Activity 17: Non-Negative Matrix Factorization

Solution:

  1. Create the appropriate bag-of-words model and output the feature names as another variable:

    vectorizer2 = sklearn.feature_extraction.text.TfidfVectorizer(
        analyzer="word",
        max_df=0.5, 
        min_df=20, 
        max_features=number_features,
        smooth_idf=False
    )
    clean_vec2 = vectorizer2.fit_transform(clean_sentences)
    print(clean_vec2[0])
    
    feature_names_vec2 = vectorizer2.get_feature_names()
  2. Define and fit the NMF algorithm using the number of topics (n_components) value from activity two:

    nmf = sklearn.decomposition.NMF(
        n_components=optimal_num_topics,
        init="nndsvda",
        solver="mu",
        beta_loss="frobenius",
        random_state=0, 
        alpha=0.1, 
        l1_ratio=0.5
    )
    nmf.fit(clean_vec2)

    The output is as follows:

    Figure 7.63: Defining the NMF model

  3. Get the topic-document and word-topic result tables.
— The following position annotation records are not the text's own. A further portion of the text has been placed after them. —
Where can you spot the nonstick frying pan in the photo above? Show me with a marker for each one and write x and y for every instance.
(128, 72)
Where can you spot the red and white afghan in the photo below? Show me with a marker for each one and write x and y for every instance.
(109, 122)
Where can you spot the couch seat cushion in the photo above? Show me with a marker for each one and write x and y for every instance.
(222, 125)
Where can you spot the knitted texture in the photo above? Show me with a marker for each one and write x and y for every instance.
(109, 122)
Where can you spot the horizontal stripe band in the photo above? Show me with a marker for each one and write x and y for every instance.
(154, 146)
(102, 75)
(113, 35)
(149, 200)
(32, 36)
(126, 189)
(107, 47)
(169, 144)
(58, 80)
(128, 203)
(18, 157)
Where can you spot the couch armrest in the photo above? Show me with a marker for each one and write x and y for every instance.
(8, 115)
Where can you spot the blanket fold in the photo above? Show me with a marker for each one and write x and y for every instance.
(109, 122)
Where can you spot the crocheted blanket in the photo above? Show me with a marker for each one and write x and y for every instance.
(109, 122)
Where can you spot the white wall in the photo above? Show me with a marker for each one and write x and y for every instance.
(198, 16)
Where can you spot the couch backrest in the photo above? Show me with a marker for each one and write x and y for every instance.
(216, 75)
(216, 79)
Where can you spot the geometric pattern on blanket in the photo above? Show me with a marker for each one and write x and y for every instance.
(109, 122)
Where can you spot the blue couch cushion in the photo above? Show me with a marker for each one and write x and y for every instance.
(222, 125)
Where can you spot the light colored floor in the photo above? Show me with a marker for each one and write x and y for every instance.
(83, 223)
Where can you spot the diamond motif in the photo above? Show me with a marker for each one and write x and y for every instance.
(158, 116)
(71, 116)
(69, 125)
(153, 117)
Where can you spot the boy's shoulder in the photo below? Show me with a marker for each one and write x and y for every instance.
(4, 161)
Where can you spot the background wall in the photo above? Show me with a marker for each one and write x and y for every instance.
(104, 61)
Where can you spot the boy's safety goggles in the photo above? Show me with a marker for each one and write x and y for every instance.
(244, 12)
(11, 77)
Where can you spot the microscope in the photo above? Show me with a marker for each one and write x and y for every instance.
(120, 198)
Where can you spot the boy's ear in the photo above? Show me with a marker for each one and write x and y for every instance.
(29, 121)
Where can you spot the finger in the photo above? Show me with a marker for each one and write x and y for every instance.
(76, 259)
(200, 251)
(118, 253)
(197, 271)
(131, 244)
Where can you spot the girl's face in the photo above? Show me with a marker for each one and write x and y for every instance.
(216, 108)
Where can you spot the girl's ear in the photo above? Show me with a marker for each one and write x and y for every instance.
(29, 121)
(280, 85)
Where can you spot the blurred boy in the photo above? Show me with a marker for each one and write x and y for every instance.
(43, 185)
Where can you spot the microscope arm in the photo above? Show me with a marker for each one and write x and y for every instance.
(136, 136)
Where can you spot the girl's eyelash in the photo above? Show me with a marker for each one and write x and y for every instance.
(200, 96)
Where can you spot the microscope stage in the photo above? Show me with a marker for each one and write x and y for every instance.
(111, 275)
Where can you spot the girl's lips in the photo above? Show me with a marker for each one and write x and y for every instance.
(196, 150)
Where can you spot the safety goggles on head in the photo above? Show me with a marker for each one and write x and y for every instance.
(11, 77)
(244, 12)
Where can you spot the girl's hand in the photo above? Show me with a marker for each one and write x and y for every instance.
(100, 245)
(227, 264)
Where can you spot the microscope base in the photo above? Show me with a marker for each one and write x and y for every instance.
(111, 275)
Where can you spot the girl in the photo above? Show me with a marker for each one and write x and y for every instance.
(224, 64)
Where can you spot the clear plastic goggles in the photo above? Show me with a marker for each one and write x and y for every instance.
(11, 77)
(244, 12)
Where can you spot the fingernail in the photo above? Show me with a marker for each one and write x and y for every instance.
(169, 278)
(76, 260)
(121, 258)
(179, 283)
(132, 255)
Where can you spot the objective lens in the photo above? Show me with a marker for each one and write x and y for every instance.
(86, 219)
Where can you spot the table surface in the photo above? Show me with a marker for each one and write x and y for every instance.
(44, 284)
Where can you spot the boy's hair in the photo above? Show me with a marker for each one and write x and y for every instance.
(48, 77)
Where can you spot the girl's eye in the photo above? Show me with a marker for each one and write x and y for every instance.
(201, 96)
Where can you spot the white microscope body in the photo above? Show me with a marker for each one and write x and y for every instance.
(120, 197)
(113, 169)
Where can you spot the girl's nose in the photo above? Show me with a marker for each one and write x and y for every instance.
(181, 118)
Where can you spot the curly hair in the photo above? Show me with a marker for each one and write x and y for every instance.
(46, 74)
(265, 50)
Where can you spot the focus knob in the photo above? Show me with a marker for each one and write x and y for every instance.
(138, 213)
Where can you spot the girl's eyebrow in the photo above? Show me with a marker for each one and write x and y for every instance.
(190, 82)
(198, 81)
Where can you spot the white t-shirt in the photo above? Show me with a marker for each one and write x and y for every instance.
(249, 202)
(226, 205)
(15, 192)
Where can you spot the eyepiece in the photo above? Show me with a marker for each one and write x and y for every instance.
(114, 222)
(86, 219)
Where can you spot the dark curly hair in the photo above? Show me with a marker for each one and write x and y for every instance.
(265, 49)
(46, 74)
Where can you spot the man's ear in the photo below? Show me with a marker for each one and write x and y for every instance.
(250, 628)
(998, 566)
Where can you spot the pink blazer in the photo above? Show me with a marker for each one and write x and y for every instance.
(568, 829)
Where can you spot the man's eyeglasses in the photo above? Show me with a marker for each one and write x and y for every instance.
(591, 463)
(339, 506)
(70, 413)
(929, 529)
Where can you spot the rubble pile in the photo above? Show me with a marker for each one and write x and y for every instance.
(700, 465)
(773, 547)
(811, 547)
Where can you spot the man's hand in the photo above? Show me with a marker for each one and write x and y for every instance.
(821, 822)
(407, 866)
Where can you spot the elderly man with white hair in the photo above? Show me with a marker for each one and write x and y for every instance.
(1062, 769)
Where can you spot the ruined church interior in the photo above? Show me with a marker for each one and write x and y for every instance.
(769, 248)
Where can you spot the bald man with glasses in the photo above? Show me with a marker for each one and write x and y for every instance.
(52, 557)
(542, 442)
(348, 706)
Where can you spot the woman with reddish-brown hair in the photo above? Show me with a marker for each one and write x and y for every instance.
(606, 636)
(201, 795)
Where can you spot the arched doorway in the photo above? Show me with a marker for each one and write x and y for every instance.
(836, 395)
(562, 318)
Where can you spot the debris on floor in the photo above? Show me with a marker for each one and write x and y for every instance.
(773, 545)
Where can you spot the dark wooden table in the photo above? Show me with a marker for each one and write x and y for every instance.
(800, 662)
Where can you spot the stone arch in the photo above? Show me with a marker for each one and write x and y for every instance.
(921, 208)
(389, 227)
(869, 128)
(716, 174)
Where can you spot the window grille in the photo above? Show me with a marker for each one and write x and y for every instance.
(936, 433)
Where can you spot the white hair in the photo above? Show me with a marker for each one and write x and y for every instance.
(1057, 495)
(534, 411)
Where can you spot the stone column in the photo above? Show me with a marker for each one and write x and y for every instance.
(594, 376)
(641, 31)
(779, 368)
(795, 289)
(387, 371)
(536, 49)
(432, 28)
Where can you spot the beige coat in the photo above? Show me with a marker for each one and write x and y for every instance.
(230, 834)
Take a few minutes to explore the word groupings and try to define the abstract topics:

    W_df, H_df = get_topics(
        mod=nmf,
        vec=clean_vec2,
        names=feature_names_vec2,
        docs=raw,
        ndocs=number_docs, 
        nwords=number_words
    )
    
    print(W_df)

    Figure 7.64: The word-topic table with probabilities

  4. Adjust the model parameters and rerun step 3 and step 4.